Topography, Identity and Recovery through the Fantastic in Elias Venezis’s Aeolian Earth
DOI:
https://doi.org/10.36399/MTI.1.1.34Keywords:
Greek literature, Elias Venezis, speculative fiction, JRR Tolkien, fairy stories, fantasy, AnglocentrismAbstract
Elias Venezis’s 1943 historical novel Aeolian Earth (Αιολική Γη) represents Kimintenia, an area in Ayvalik, Asia Minor, as it was before the forcible expulsion of its Greek populations in the early twentieth century through literary devices that stretch reality. While not a fantasy work as such, Aeolian Earth features numerous stories by and about characters that span the speculative spectrum, including folktales, a creation myth, and retold fairy-tales. As Alison Cadbury observes, many of these stories fall under “magic realist animist cosmology” (28). They are also associated with exile, foreshadowing the Greek populations’ forcible relocation and allowing for the fantastic to be retrospectively interpreted as an attempt to recover the lost homeland (27). Throughout the narrative, Greece is both lovingly mythologised by locals and exoticized as a mythical land by non-Greek characters: these two fantasy discourses within the novel act as a counterpoint to one another, exploring how fantasy is used by Anglocentric and non-Anglocentric perspectives when applied to a country and culture that lies outside the Anglosphere.
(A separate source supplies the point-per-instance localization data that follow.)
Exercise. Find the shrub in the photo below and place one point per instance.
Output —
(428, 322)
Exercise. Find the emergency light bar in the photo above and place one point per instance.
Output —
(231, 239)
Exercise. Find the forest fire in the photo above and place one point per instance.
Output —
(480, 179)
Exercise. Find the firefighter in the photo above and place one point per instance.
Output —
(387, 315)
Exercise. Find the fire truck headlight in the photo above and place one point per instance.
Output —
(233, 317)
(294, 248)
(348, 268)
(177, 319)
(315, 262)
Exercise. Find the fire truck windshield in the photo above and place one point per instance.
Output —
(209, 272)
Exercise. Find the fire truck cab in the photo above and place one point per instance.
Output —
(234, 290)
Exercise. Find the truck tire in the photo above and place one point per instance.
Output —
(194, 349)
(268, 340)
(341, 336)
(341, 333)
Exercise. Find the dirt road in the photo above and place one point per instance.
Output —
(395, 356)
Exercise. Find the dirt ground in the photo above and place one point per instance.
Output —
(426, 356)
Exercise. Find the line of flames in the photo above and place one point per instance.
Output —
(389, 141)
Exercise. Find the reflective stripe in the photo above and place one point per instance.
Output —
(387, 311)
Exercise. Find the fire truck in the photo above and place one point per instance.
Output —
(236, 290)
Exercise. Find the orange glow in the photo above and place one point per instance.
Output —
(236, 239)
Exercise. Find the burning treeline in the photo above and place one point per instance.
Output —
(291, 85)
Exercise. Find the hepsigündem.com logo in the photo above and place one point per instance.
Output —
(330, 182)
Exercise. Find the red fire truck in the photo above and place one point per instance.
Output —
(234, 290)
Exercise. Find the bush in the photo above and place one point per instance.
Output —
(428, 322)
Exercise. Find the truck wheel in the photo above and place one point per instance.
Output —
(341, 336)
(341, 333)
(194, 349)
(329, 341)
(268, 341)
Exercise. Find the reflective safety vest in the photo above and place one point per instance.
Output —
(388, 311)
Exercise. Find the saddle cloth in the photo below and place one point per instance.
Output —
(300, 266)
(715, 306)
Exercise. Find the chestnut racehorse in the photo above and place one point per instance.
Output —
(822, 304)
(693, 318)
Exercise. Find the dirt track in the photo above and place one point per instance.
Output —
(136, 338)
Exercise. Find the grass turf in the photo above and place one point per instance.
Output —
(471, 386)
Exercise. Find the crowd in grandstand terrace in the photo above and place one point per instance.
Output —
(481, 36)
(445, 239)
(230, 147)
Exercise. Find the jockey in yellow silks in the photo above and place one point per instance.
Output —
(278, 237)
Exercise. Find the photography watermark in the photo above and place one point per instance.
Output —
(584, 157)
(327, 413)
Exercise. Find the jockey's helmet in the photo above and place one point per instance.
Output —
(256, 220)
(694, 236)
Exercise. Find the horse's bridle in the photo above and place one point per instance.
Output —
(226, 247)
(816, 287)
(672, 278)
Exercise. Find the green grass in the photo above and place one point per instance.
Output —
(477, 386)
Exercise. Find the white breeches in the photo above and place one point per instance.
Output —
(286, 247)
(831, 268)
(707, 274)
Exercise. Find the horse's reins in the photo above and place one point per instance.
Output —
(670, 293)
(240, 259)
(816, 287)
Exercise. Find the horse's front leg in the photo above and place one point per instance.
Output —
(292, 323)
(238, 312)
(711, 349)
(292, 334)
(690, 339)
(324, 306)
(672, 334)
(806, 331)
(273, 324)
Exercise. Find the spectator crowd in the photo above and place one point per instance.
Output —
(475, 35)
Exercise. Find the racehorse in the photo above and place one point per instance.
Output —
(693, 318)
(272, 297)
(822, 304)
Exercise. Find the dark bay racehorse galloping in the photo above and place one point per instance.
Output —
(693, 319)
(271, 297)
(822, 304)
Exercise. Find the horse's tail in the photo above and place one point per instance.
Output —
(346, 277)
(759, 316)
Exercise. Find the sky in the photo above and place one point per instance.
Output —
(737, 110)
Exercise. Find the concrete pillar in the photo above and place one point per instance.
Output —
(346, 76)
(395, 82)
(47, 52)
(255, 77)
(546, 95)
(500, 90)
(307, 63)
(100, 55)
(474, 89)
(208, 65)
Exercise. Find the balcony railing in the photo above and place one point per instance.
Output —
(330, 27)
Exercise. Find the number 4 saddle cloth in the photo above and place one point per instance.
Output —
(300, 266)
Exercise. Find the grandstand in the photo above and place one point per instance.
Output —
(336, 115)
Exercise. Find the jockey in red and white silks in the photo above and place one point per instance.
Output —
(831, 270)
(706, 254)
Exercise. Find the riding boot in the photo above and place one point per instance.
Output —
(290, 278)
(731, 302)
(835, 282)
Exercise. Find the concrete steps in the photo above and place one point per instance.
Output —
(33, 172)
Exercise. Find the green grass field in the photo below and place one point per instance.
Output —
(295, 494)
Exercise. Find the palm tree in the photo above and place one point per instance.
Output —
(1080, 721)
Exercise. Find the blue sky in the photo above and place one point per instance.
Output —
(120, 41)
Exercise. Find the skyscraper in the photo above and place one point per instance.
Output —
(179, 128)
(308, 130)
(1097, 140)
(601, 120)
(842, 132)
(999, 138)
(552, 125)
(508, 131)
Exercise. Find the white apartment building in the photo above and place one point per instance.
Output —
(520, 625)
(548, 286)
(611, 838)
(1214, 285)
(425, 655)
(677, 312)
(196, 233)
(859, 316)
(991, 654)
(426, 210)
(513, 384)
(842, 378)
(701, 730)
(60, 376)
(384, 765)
Using concepts from J. R. R. Tolkien’s essay On Fairy-Stories, this paper studies manifestations of the fantastic in Aeolian Earth, considering the national identities and geopolitical conditions that created them. When analysing the novel’s metatextual fantastic tales as fairy stories, trends begin to emerge regarding the extent to which these Greek tales function as Recovery, Escape, or Consolation—and for whom. While Tolkien’s essay helps illuminate the ways in which the fantastic allows Greek characters in the novel to recover the lost homeland or cope with the harsh realities associated with life in the titular Aeolian Earth, Escape is not depicted as desirable for those who will eventually be exiled from their native home. Rather, Escape in fairy stories is mostly associated with non-Greek characters who consume, appropriate, or produce speculative metatexts about Greece, often ignoring the country’s geopolitical nuances.